The World's First Porno Reality Show Just Premiered — And It's Super Problematic

The World's First Porno Reality Show Just Premiered — And It's Super Problematic

Last week, the porn website xHamster's new reality show competition for aspiring porn stars, The Sex Factor, finally debuted after more than two years in development. Produced by former software salesman Buddy Ruben, the show purports to be an America's Top Model-style opportunity for young people wanting to break into the adult film industry, complete with a million dollar prize and an exclusive modeling contract. 

Source: The Sex Factor

But right after both the trailer and the first episode of the series debuted, The Sex Factor has already garnered some criticism. Some cast members told ABC News they were unpaid, received scant mentorship and no TV exposure. (It's worth noting that not paying cast members is considered fairly standard in reality television.)

Ruben told Mic contestants were compensated for their appearance on the show with exposure, mentorships and networking opportunities, but some cast members don't agree.  

"Initially it was great," former contestant Allie Eve Knox told ABC reporters on Nightline. "[But then] it just turned into shooting straight porn." Knox pointed out on her blog that several of the cast members don't list any Sex Factor information on their social media profiles, and although her contract prevents her from discussing her experiences on set, she has now chosen not to publicly associate herself with the show. 

The Nightline segment also suggested that executives failed to deliver on the alleged "million dollar prize," which was featured heavily in the show's promotional materials. Ruben told Mic in a phone interview that the actual amount of money the winner walked away with is "confidential," but there was a "cash component."

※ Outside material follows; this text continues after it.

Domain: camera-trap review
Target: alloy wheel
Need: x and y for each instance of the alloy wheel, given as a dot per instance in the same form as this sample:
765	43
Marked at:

"I'm contractually not allowed to say much," another contestant, Kaelin Blake, said in an interview with Mic  via Twitter direct message. Yet she added that "the level of professionalism [on the show] was not what I expected."

"I know I was competing to be a porn star, but it would've been nice to have been treated with more respect."

It's also worth noting that the show's first episode propagates many of the less female-friendly tropes associated with the porn industry. The trailer and first episode of the series focus heavily on porn industry tropes like blow jobs, men ejaculating on women's faces and cliche role-play like the subservient maid, or the macho plumber penetrating a woman with his plunger. 

Thus far, at least, there hasn't been much deliberate focus on female sensuality on The Sex Factor. Ruben said challenges like the the blow job competition, which provided a hefty chunk of the penis-centric footage broadcast so far, was just one part of the "battle of the sexes," but declined to elaborate further on the show's gender dynamics.  

Blake said that while shooting the show, her "pleasure was definitely never a priority" — which is somewhat to be expected, in an industry where many female performers claim to frequently fake orgasms

However, while Blake did note that the crew was accommodating when she got sick and that it strictly enforced industry standards for STI testing, she described performing on the set as "uncomfortable."

"I realized during the filming how much weirder porn is than sex," Blake said. "I knew very early on I didn't want to be in the industry." She left before shooting wrapped up. 

The cast of "The Sex Factor."
Source: 
The Sex Factor/YouTube

Perhaps one of the most disturbing things about The Sex Factor, however, is the moment in the first episode in which a male contestant, David Caspian, is seen repeatedly exposing himself to female contestants, despite their frequent requests to stop. Several female contestants say that Caspian routinely follows them around naked while masturbating and makes them uncomfortable (something that Mic's EJ Dickson also noticed when she met the cast in 2015). His behavior is laughed off and the judges are disappointed when Caspian gets eliminated. 

As Lux Alptraum wrote for The Verge: "The show's lax attitude toward his complete disrespect for his housemates' boundaries is rather appalling." Ruben declined to comment about how the behavior was handled behind the scenes and how much of it was known to the judges who praised Caspian. "All that's intended to be seen is what's in the episode," he said.

Fellow female contestant Dani Darko told Mic via Twitter direct message that some crew also exhibited problematic behavior. In an interview published on the adult industry forum AdultDVDtalk, contestant, Darko said she felt "creeped out" on set because the men were "pervy." 

"I know I was competing to be a porn star, but it would've been nice to have been treated with more respect," Darko said. "I would hear the film crew say judgmental things about other contestants and it just wasn't cool at all."

When asked about Caspian's behavior, Ruben said there were "many conversations" on set about consent and safety, but declined to comment further on any details or context. 

The sex industry has a reputation for being exploitative and misogynistic. But the reality is much more complex than that. Many women feel empowered through their work in porn and see the industry as a professional platform for fighting gender inequality. Yet some contestants on the show reported that their experience on The Sex Factor propagated all of the negative tropes associated with the industry and left a bad taste in their mouths. 

"Instead of a reality show, showing porn stars behind the scene, they just wanted to film a giant orgy," said Darko. "I didn't learn a damn thing from being on the show."

Regardless, producers are moving forward with plans for a second season. "We are accepting applications [now on their website]," Ruben said. "We will have an open casting call in January."